The Estonian Constitution provided a legal basis for local self-government, including funding guarantees for the performance of certain functions. Subsection 154 (1) of the Constitution created the right to sufficient funds for the performance of local government functions. This right included a right to stability of the system of funding these functions. When the local government was performing national duties, it was entitled to funding from the state budget to perform these functions under subsection 154 (2) of the Constitution.

The Talinn City Council argued that six statutory provisions were unconstitutional after the passage of the Supplementary Budget Act (violating, inter alia, the Constitutional principles and obligations of legal certainty, financial system stability, sufficient funding, preservation of Estonian culture and safeguarding persons’ fundamental rights, as well as various articles of the European Charter of Local Self-Government and other statutes): (1) the amount of income tax apportioned to local authorities was reduced with the amendment to Clause 5(1)1) of the Income Tax Act (“ITA”); (2) requirements and funding for performance of state-imposed duties under the Preschool Child Care Institutions Act, Youth Work Act, and Sports Act were reduced; (3) the minimum funding allotment under 16(3) of the Roads Act was removed; (4) state resources were not budgeted to cover the costs that local governments would incur due to the benefit payment requirements of the Occupational Health and Safety Act (“OHSA”); (5) local governments were prohibited from assuming debt obligations without Ministry of Finance approval under the Rural Municipality and City Budgets Act (“RMCBA”); and (6) subsection 16(4) of the BEF Regulation altered the use of funds for social benefit programs under the Social Welfare Act (“SWA”).

After ruling on the petition’s admissibility and setting out what were the constitutional financial guarantees for local authorities (namely, the right to independently organize all local issues, the right to be granted sufficient funds for the performance of local government functions, the right to the stability of the system of funding local government functions, and the limited right to assume debt obligations), the Court turned to a review of each of the statutory provisions raised by the City Council separately.

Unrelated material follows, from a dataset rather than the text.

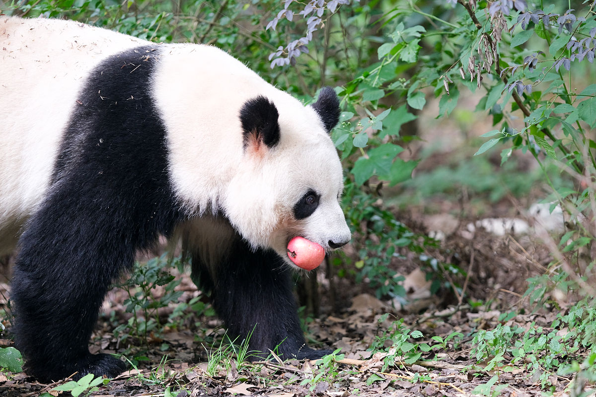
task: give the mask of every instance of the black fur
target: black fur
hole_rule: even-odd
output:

First, the Court considered the reduction in the local government’s income tax portion under the ITA. The Court noted that if the provision amending the ITA resulted in a situation where the funds earmarked for performance of local government functions were insufficient, such provision might violate the right to sufficient funding for the performance of local government functions. However, it was unclear whether the income tax revenue in question was used for the performance of local or national duties. The Court noted that subsections 154(1) and 154(2) of the Constitution created a right to funding for certain matters, but without clear record as to how these matters were funded the Court could not determine whether this threshold was met. To fulfill these constitutional guarantees, specific information as to the use of income tax revenue must be made available to the Court. Due to this ambiguity, the Court found this funding system to be unconstitutional. The Court did emphasize that the unconstitutionality of the system did not indicate that the reduction necessarily violated the local government’s right to sufficient funding for performance of its functions. Rather, this determination could not be made until information on the use of the funds became available.

While it was unclear whether the reduction in income taxes violated the sufficient funding right, the Court held such reduction did not violate the constitutional right to stability of the system of funding of local government functions. The Court determined that even though the change affected an important source of income for the locality in the middle of the budgetary year, the national goal of decreasing the state budget deficit was sufficiently compelling to justify the prejudice placed on local governments. Further, this goal was achieved through proportional and necessary means. Since the government had a compelling interest reached through the appropriate procedure, the limitation on funding was not a violation of the constitutional right to stability.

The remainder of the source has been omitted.